Like his previous works, Part of the World and
Kamby Bolongo Mean River, Asunder is a beautiful exercise of the relationship between language and reality. Lopez carefully considers each word before abandoning it on the page, and it shows especially in his most recent masterpiece. Each story is only a few pages long, but packed with memorable characters that leave a lasting taste in your mouth.
In "Vaya Con Huevos" we meet two despicables in conversation. Never hearing of people considering themselves despicable in a story made me want to read more to find out just who they were and what made them label themselves in this way. I just love the concluding lines: "I can't hear what it is they're whispering but I don't have to. I know because it is on their faces. It is all over everyone's faces." The prose is simple and powerful; it reminds the reader that sometimes more is conveyed physically than verbally.
Throughout the collection Lopez provides narratives surrounding characters that are usually loners or outsiders. The man with the geographic tongue is in this corner. In the "Geographic Tongue" Lopez takes us on a journey narrated by a mysterious man. He dabbles in the world of religion and nature presenting us with an odd character that is unappealing, but lovable at the same time.

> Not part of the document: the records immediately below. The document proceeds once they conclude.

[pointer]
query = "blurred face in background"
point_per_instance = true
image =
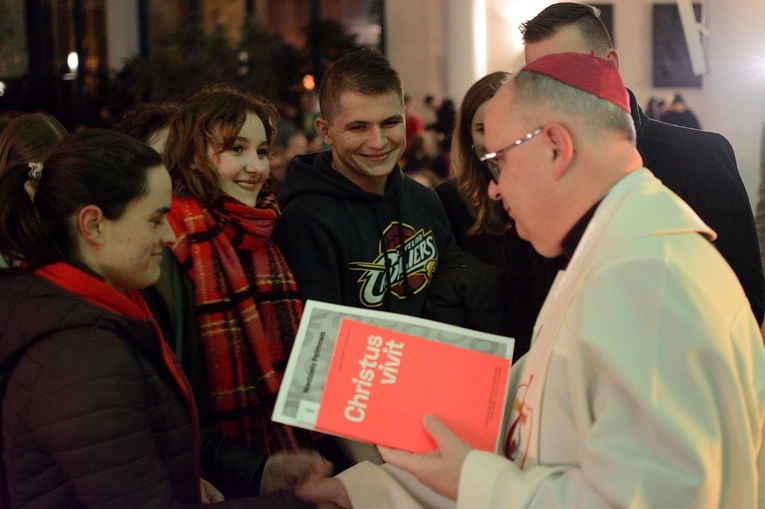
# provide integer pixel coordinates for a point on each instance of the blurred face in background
(367, 135)
(243, 168)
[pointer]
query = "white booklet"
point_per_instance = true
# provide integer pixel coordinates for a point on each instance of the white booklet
(300, 396)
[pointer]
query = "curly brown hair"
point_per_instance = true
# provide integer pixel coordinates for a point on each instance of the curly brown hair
(472, 179)
(214, 117)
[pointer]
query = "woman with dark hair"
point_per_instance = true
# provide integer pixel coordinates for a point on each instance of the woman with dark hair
(96, 411)
(230, 299)
(481, 226)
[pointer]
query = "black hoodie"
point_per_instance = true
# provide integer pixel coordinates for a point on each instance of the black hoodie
(348, 246)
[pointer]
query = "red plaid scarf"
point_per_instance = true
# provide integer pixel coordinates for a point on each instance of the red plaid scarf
(131, 305)
(248, 310)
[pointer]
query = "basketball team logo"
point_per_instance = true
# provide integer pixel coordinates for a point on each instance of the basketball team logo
(395, 269)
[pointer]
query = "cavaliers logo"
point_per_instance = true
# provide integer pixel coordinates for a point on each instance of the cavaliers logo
(395, 269)
(521, 419)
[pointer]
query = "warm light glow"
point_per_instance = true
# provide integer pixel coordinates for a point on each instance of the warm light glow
(308, 82)
(73, 61)
(514, 13)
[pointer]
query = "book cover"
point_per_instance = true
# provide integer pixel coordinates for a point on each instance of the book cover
(382, 382)
(458, 374)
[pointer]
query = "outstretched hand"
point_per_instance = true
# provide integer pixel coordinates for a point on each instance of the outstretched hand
(439, 469)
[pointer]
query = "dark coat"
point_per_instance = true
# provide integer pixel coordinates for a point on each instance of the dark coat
(700, 167)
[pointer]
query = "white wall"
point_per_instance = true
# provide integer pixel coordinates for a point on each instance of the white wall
(731, 100)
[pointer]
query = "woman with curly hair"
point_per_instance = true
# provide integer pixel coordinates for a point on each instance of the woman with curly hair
(482, 227)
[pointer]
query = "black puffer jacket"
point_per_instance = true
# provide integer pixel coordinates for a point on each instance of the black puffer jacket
(91, 416)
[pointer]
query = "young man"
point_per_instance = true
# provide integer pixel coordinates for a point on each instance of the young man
(353, 229)
(645, 385)
(699, 166)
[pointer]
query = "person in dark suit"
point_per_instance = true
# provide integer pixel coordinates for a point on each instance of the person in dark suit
(698, 166)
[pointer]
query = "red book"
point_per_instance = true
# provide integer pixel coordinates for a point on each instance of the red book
(381, 383)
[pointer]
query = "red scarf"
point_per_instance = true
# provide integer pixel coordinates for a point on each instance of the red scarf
(247, 308)
(131, 305)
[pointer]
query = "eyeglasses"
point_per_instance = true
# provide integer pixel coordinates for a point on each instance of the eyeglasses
(490, 159)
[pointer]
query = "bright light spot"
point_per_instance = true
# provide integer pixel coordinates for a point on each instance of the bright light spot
(73, 61)
(308, 82)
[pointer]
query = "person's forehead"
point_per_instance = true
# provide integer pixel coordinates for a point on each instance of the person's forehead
(356, 106)
(497, 118)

Included in is Lopez’s "A Novella in Shorts. In this series, Lopez chronicles the life of an unpaid worker in a home for the blind. Lopez stays consistent in style to his short stories. The novella’s narrative is very concise, with each chapter making an effort to repeat exact phrases. For example: Blind Betty knows about the TV and refrigerator because I told her once. The blindsters always remember what it is you tell them. Must be because they’re blind and don’t have to remember what anything looks like. Although it is a little too repetitive for this readers taste, the prose allows for a better understanding of the story.
Overall, admirers of the short-short form will appreciate this collection. Lopez pays attention to the minutiae of prose and even his novella is as engaging as the first half of the collection.